Eine zentrale Änderung des Lehrkräftebildungsgesetzes vor einem Jahr war die Einführung von zwei neuen Lehrämtern: dem Lehramt an Gymnasien und Gemeinschaftsschulen, Sekundarschullehramt, sowie dem Sekundarschullehramt mit dem Schwerpunkt Sekundarstufe I. Der Lehramtstyp „Sekundarschullehramt mit dem Schwerpunkt Sekundarstufe I“ wird nach den Signalen aus den anderen Bundesländern als Lehramt der Sekundarstufe I bundesweit anerkannt. Sie sehen also, auch das ist kein Problem.

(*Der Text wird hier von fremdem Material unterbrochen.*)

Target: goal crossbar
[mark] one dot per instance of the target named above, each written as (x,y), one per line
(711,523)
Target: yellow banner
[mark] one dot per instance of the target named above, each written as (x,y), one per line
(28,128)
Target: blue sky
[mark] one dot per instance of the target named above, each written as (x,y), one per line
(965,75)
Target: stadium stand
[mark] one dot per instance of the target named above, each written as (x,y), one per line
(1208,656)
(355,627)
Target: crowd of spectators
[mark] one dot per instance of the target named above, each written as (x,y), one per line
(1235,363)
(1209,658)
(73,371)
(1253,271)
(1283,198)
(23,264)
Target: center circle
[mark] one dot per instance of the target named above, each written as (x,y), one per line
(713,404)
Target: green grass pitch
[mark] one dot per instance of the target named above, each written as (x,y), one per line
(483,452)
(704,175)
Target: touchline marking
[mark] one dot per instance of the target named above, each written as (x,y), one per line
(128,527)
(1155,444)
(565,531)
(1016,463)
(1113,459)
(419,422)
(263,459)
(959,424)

(Beifall Dr. Ralf Stegner [SPD])

Meine sehr geehrten Damen und Herren, wir sind in eine ausgesprochen kooperative und konstruktive Umsetzungsphase gegangen. Die Hochschulen haben, wie beschlossen, für die Umsetzung aller mit dem Lehrkräftebildungsgesetz zusammenhängenden Anforderungen eine Frist bis 2017, in Ausnahmefällen bis 2019. Änderungen im Zusammenhang mit der Anpassung der Studiengänge betreffen in der ersten Phase vor allem die Europa-Universität in Flensburg. Hier wurden zwei neue Lehramtsstudiengänge erfolgreich akkreditiert und zum anlaufenden Wintersemester 2015/16 eingeführt: ein Master-Studiengang Sekundarschullehramt und ein Master-Studiengang Sekundarschullehramt mit dem Schwerpunkt Sekundarstufe I.

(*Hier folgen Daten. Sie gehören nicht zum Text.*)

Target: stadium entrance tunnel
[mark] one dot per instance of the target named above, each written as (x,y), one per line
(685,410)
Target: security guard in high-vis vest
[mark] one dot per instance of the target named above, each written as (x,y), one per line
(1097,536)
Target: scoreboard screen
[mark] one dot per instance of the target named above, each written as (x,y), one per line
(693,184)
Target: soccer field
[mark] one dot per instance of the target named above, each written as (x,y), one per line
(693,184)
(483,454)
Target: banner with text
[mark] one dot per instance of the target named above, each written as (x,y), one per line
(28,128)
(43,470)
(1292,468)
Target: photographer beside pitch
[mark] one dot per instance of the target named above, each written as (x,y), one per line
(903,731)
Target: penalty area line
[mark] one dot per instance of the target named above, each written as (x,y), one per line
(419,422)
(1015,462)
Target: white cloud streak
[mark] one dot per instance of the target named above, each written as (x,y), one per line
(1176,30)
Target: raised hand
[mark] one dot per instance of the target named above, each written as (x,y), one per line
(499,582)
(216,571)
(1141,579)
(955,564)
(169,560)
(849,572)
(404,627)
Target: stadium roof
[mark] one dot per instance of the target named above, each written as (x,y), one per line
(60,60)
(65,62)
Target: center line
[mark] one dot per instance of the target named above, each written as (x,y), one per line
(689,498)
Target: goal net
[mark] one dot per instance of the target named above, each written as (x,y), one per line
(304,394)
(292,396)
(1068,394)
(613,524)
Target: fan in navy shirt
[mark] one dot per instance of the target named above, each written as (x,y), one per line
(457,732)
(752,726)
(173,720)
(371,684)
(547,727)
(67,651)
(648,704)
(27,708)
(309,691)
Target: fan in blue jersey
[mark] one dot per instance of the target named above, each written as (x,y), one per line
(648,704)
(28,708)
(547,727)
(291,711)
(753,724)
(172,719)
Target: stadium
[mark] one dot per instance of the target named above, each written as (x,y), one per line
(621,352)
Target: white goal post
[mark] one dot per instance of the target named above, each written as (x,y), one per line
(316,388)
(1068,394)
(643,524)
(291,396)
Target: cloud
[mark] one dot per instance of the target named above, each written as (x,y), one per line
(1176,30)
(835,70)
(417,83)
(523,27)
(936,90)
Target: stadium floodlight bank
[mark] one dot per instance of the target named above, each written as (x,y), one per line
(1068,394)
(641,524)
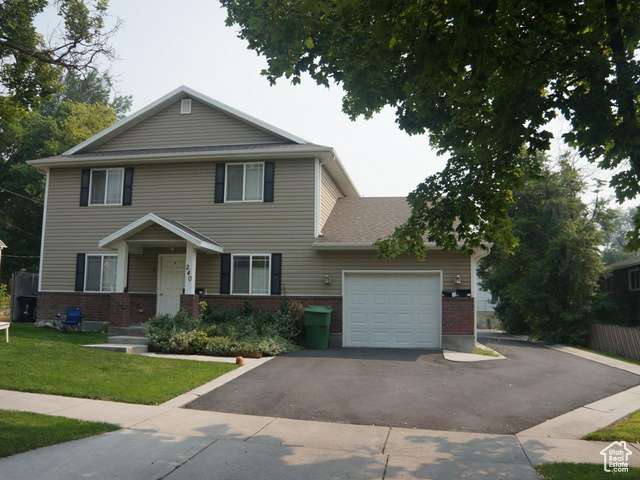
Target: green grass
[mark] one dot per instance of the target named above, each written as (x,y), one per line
(486,352)
(47,361)
(583,471)
(617,357)
(627,429)
(23,431)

Ziel ist es, die Lehrkräfte so auszubilden, dass sie sowohl in der Sekundarstufe I als auch in der Sekundarstufe II unterrichten können. Allerdings ist aufgrund der Rahmenbedingungen an der EuropaUniversität Flensburg die Anhebung auf das Sekundarstufe-II-Niveau nicht in allen Fächern möglich. Daher plant die CAU entsprechende Master-Studiengänge. Hier laufen zurzeit die entsprechenden Gespräche.

Für das Fach Musik haben wir eine Lösung zwischen den Hochschulen in Flensburg und in Lübeck erreicht. Sie ermöglicht es Flensburger Studierenden, in die Master-Studiengänge an der Musikhochschule Lübeck zu wechseln und dort die entsprechende Qualifikation zu erlangen.

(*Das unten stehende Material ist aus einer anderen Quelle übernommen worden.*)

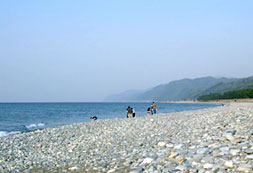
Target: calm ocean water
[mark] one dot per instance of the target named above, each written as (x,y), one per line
(24,117)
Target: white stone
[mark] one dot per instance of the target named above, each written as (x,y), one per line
(169,145)
(207,166)
(74,168)
(147,161)
(234,152)
(250,156)
(244,168)
(178,146)
(229,164)
(161,144)
(111,171)
(229,137)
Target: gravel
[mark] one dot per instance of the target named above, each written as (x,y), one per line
(208,140)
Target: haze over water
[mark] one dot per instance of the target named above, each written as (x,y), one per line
(76,51)
(24,117)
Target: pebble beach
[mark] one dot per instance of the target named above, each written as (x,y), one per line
(208,140)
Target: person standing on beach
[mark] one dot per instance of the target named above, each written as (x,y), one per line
(133,112)
(129,112)
(154,108)
(148,111)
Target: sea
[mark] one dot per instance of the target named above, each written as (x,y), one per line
(24,117)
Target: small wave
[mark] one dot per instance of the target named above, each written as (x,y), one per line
(34,126)
(4,133)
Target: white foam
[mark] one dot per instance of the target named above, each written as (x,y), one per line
(34,126)
(4,133)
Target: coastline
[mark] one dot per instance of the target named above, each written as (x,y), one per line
(209,139)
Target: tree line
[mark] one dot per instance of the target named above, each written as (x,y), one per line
(236,94)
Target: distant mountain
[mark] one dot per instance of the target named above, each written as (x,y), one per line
(239,84)
(185,89)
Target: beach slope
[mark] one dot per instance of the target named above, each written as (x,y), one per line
(214,139)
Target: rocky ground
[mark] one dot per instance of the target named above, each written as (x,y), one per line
(209,140)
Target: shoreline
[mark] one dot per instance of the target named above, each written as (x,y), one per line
(162,142)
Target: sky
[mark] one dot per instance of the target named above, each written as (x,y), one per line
(81,51)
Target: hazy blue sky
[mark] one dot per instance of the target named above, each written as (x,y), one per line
(86,50)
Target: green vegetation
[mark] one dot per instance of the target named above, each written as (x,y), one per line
(236,94)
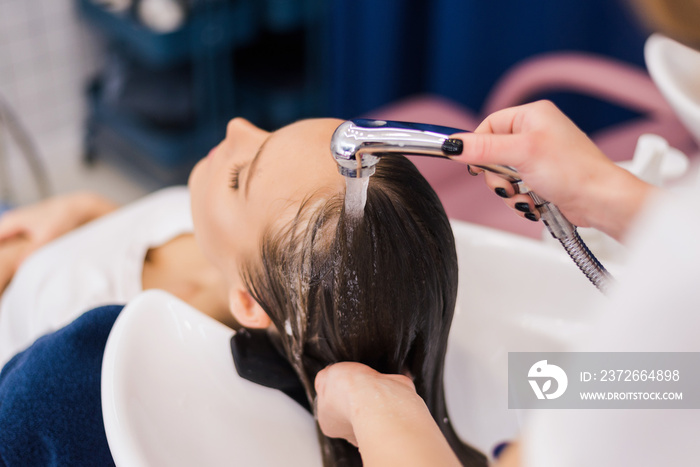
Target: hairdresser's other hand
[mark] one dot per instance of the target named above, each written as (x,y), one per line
(41,222)
(381,414)
(557,161)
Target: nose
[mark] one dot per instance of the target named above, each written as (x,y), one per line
(240,126)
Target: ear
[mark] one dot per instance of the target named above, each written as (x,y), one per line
(246,310)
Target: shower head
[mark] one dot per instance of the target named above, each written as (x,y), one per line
(357,145)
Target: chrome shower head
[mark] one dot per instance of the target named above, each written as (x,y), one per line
(357,145)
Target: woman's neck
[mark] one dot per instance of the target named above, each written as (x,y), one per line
(179,267)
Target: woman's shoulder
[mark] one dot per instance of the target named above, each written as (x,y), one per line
(51,392)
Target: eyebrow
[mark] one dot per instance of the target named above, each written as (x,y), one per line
(254,164)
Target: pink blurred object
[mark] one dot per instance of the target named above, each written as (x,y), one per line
(467,198)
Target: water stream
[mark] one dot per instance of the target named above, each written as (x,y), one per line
(355,195)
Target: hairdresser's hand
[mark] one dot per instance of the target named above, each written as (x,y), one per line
(381,414)
(46,220)
(557,161)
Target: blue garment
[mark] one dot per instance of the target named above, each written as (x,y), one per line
(50,399)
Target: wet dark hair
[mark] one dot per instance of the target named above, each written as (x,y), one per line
(378,289)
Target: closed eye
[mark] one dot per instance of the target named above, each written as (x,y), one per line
(235,173)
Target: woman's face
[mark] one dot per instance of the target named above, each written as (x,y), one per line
(253,179)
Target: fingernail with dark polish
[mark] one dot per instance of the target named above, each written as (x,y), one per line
(522,207)
(499,448)
(501,192)
(452,147)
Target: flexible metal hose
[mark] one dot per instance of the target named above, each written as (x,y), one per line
(587,262)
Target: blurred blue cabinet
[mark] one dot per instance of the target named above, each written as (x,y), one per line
(253,58)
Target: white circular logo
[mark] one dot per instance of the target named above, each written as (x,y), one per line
(541,371)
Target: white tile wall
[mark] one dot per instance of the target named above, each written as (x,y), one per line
(46,57)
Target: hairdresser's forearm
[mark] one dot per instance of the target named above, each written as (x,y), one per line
(395,430)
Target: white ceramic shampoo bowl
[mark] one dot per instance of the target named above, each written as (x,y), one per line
(171,395)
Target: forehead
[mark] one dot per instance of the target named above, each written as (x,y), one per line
(296,162)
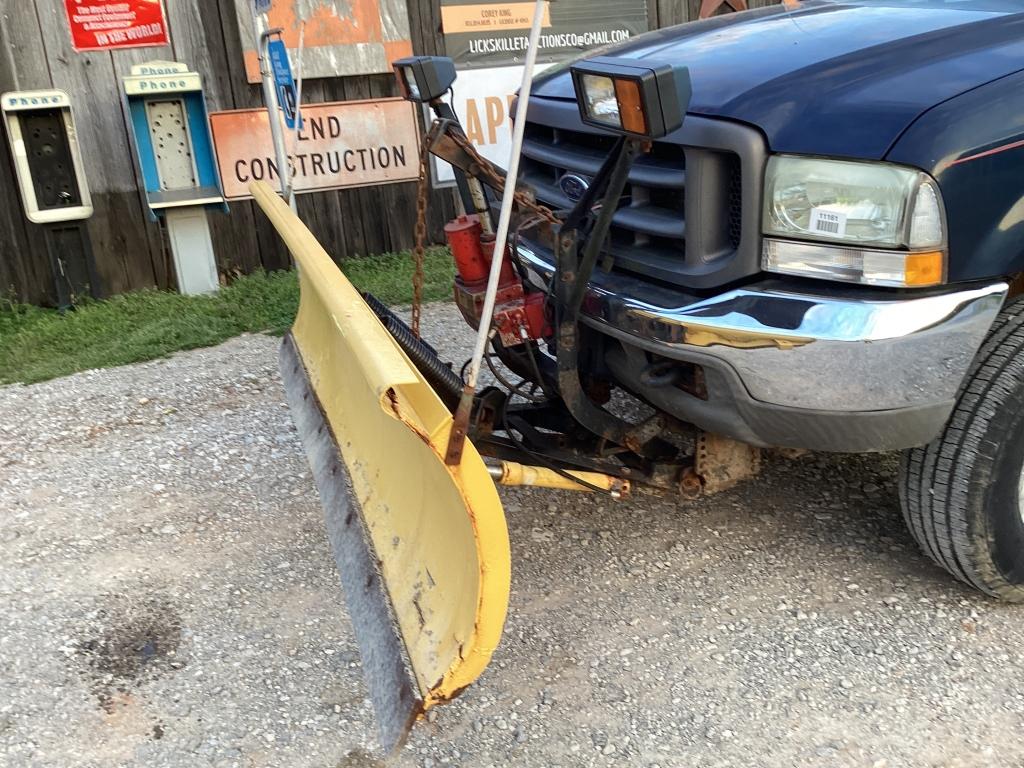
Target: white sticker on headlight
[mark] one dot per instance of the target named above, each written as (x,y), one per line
(824,221)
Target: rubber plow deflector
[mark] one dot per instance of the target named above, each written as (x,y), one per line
(422,548)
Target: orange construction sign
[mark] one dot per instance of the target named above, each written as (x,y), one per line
(342,144)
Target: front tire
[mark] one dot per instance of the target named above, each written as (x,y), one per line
(963,495)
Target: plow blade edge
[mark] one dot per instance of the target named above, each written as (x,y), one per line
(422,548)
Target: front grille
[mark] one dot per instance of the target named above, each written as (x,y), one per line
(686,215)
(651,216)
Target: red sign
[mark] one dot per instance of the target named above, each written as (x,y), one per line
(101,25)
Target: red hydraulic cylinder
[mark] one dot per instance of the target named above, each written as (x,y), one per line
(463,237)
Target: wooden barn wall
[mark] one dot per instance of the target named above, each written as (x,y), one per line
(131,252)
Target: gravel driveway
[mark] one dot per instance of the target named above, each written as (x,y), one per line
(169,599)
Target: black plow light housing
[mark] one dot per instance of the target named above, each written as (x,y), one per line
(423,79)
(632,96)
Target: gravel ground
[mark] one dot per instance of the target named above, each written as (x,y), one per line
(169,599)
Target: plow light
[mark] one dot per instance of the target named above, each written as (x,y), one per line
(639,98)
(423,79)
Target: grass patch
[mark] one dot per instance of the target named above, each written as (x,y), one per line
(40,344)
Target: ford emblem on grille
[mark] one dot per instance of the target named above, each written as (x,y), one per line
(573,186)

Eine inhaltliche Weiterentwicklung bringt das Lehrkräftebildungsgesetz an allen Hochschulen zu den drei Themen Inklusion und Grundlagen der Förderdiagnostik, Vermittlung von Medienkompetenz und durchgängige Sprachbildung, also Deutsch als Zweitsprache.

An der Europa-Universität Flensburg und an der Musikhochschule Lübeck sind alle drei Themen bereits in Form von eigenständigen Pflichtmodulen oder als ein Querschnittsthema in die Lehramtsstu

diengänge integriert. An der CAU ist die Umsetzung noch nicht ganz abgeschlossen. Sie wird diese Inhalte über ein übergreifendes Konzept für alle lehrerbildenden Fächer als Querschnittsthema realisieren. Vorgesehen ist dies fristgerecht zum Wintersemester 2017/18.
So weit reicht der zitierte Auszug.